DISSERTATION ABSTRACT

Dennis Davis
Humor, Structure, and Methodology
in Selected Works By Peter Schickele
(2010)

Peter Schickele is arguably the most important music humorist in the history of Western music. He performs and composes humorous works under the pseudonyms of two fictitious personae, Professor Schickele and P.D.Q. Bach. The former discovers the works written by the latter, who is the supposedly the twenty-first child of J.S. Bach. These alternate personae allow Schickele to maintain a separate career as a composer of serious concert music.

Although Schickele’s music has been well received, few authors have explored his life and works in a serious manner. His humorous classical music, the oeuvre with which he is most often associated, lacks careful examination, classification, and formal understanding.

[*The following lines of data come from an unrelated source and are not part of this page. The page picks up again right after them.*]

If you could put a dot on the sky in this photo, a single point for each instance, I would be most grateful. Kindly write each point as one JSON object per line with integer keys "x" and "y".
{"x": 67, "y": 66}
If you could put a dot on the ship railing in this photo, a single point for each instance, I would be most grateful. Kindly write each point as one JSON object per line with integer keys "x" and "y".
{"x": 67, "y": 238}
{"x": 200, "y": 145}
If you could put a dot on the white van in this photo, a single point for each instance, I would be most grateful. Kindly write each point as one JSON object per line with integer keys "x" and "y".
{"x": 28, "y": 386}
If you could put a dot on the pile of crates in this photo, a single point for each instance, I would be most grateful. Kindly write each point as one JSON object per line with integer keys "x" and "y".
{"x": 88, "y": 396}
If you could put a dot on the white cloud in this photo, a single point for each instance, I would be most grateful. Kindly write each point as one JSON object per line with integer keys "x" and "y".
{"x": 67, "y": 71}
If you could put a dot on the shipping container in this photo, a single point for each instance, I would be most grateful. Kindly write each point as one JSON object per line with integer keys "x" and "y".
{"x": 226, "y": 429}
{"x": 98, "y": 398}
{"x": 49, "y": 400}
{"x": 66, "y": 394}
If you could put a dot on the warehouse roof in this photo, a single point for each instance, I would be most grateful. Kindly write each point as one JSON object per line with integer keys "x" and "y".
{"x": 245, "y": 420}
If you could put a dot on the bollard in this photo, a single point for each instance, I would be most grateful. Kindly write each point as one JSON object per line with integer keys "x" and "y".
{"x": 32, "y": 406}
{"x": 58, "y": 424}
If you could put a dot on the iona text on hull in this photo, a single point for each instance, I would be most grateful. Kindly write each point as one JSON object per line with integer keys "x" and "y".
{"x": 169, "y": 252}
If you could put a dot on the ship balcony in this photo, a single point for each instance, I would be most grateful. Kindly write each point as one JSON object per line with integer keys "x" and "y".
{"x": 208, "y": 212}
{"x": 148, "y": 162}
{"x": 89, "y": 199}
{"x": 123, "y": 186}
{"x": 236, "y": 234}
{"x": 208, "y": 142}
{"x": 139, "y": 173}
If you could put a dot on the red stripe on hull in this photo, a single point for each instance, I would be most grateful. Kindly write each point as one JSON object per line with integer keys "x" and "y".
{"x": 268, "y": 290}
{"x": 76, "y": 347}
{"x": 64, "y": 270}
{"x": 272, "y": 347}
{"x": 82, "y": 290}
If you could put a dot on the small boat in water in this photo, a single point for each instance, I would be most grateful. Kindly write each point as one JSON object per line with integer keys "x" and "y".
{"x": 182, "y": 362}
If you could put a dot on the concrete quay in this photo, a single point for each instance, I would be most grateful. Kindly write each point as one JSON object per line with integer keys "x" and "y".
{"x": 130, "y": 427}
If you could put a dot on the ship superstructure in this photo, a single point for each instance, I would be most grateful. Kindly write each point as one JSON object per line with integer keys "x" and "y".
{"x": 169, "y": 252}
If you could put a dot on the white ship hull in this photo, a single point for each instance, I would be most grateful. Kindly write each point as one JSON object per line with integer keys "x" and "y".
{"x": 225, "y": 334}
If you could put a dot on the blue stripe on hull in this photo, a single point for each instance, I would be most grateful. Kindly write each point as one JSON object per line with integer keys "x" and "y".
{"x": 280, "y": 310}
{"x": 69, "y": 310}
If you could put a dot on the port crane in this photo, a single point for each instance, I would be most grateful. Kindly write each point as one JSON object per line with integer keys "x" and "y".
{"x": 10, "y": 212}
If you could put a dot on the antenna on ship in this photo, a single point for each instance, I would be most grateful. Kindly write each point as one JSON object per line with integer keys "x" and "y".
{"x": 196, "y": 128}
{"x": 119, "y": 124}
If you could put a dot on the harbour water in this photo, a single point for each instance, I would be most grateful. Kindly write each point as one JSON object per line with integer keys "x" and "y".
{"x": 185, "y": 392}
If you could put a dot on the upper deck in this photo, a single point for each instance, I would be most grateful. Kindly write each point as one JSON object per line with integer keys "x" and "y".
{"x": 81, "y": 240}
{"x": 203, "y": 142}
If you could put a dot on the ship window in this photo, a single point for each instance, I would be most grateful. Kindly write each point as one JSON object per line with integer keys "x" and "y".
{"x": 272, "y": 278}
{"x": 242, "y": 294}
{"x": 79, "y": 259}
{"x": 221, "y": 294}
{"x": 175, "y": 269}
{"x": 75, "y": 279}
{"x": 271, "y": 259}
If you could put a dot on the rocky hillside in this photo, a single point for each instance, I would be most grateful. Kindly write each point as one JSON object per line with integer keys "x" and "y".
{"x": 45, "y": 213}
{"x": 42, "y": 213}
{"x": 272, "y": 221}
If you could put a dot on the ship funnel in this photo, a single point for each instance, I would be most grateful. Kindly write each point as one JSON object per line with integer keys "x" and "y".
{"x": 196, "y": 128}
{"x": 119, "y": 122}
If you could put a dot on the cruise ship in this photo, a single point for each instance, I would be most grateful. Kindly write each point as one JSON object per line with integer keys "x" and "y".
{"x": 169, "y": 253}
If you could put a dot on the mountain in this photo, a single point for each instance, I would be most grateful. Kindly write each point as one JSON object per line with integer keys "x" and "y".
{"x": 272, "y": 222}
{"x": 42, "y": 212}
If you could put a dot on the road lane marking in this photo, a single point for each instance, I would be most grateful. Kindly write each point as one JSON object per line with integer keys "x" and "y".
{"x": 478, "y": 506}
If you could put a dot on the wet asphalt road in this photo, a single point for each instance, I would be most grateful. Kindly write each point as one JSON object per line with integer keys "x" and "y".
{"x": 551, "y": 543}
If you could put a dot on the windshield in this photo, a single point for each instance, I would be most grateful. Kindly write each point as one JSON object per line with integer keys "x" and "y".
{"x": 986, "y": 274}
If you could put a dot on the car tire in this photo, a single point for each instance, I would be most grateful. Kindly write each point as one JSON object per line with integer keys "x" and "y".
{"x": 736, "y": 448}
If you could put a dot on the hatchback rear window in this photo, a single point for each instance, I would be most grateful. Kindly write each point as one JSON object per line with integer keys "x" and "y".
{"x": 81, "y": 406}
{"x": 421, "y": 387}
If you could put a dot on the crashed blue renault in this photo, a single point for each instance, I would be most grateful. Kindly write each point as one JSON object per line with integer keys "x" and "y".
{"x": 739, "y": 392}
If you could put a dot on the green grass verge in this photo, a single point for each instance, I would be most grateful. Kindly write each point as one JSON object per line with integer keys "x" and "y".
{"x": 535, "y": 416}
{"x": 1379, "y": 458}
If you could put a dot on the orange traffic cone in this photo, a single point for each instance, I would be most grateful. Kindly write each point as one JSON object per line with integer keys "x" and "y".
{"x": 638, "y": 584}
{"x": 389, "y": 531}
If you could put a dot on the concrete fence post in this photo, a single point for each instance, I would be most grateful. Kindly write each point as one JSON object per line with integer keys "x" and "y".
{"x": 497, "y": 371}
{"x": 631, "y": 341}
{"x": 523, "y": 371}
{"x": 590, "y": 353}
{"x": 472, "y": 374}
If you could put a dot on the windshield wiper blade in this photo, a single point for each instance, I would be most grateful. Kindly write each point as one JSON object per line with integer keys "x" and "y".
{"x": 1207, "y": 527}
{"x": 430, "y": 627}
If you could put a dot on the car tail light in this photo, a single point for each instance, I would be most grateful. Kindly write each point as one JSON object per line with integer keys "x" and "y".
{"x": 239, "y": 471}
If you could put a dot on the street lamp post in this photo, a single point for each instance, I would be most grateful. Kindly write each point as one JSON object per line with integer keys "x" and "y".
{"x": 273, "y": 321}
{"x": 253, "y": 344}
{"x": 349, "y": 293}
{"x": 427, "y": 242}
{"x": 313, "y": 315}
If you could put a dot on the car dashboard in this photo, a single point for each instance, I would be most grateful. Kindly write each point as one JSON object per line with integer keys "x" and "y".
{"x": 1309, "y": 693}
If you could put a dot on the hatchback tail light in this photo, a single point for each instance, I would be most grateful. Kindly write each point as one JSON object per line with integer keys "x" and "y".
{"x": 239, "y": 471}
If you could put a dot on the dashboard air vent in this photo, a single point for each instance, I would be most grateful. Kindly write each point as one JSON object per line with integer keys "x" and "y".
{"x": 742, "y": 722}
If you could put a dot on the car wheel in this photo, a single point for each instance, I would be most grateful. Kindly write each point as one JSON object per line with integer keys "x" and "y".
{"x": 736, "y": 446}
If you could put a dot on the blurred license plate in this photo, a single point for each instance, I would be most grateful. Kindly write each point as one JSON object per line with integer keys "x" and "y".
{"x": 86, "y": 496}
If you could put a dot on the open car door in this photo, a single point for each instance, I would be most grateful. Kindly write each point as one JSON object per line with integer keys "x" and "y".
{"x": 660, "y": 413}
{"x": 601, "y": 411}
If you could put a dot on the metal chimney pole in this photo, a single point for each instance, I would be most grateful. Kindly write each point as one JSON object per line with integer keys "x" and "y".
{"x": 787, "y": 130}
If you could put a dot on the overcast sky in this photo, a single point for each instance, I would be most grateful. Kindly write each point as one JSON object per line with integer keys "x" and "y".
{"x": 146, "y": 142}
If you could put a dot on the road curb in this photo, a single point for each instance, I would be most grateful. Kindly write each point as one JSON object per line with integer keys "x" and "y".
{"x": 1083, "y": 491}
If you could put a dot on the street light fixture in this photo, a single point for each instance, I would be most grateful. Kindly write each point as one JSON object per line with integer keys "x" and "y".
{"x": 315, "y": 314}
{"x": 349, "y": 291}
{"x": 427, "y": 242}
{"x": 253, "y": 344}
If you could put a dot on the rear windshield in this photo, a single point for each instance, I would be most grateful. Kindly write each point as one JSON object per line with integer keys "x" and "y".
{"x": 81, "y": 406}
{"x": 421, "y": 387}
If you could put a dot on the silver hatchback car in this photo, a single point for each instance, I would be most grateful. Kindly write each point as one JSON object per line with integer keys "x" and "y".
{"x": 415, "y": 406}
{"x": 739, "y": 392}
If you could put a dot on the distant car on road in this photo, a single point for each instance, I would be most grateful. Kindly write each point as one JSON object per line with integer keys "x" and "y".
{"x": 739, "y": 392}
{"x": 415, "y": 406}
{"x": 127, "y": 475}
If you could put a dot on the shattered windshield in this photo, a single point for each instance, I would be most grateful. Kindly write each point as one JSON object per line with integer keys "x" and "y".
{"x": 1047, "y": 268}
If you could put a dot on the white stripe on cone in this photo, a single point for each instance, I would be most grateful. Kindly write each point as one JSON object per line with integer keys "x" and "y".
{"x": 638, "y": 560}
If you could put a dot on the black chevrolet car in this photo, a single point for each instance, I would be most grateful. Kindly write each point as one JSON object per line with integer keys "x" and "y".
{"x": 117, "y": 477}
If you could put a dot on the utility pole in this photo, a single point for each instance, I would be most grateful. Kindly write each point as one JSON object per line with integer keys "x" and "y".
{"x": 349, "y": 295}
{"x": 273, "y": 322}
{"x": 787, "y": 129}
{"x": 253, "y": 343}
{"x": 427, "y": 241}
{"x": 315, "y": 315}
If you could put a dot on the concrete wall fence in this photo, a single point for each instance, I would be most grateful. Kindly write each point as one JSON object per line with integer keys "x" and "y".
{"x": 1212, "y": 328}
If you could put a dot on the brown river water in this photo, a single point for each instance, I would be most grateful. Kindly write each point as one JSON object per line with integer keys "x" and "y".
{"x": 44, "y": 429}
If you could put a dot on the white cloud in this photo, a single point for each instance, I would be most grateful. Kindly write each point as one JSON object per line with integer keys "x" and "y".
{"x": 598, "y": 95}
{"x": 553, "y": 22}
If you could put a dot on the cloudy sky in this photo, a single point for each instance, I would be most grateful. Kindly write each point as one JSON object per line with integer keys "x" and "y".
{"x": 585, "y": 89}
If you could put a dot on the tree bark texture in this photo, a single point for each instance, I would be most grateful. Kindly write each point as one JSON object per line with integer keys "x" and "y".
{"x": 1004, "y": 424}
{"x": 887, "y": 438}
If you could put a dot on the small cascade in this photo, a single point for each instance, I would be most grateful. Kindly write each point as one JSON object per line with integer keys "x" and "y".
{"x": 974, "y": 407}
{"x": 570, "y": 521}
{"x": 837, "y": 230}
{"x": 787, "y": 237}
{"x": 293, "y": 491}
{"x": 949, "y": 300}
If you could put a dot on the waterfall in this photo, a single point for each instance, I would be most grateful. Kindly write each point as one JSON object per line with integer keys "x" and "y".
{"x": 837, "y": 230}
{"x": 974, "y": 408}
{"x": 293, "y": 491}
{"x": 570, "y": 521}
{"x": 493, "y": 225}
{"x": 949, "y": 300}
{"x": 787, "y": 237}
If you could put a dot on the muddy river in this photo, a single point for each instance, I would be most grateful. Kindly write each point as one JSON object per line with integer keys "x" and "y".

Prior studies have asserted that the musical humor of Peter Schickele largely derives from the music itself. This study shows his humor is far more complex. An examination of his audience preparation, visual, aural, and theatrical elements, and masterful command of context reveals a complex, organic, and symbiotic methodology for musical humor that cannot be completely understood by an examination of his scores and audio recordings.

Schickele’s live DVD, P.D.Q. Bach Live in Houston: We Have a Problem!, allows this study to identify audience responses and discover the strategies for humor that caused them. This procedure neutralizes the need to define humor, musical affect, and compositional intention prescriptively. It also permits an examination of Schickele’s most important, yet neglected strategy for humor: Theatrical. When coupled with earlier studies by Rosanna Dalmonte, David Huron, and Tammy Ravas, the analytical model developed in this study offers a new mechanism for understanding musical humor that not only accounts for Schickele’s humorous strategies written in the score, but more importantly, it classifies and categorizes numerous procedures for humor that have never been documented.

The Analyses of Schickele’s humorous parody of Beethoven’s Fifth Symphony, Movement I, and Schleptet in Eb Major illuminate how compositions typically perceived as instrumental works are transformed during his performance into works highly dependent upon visual and/or verbal humor. More importantly, these humorous procedures often become the focus of the performance, though many of them, as will be seen, are not directed in the score.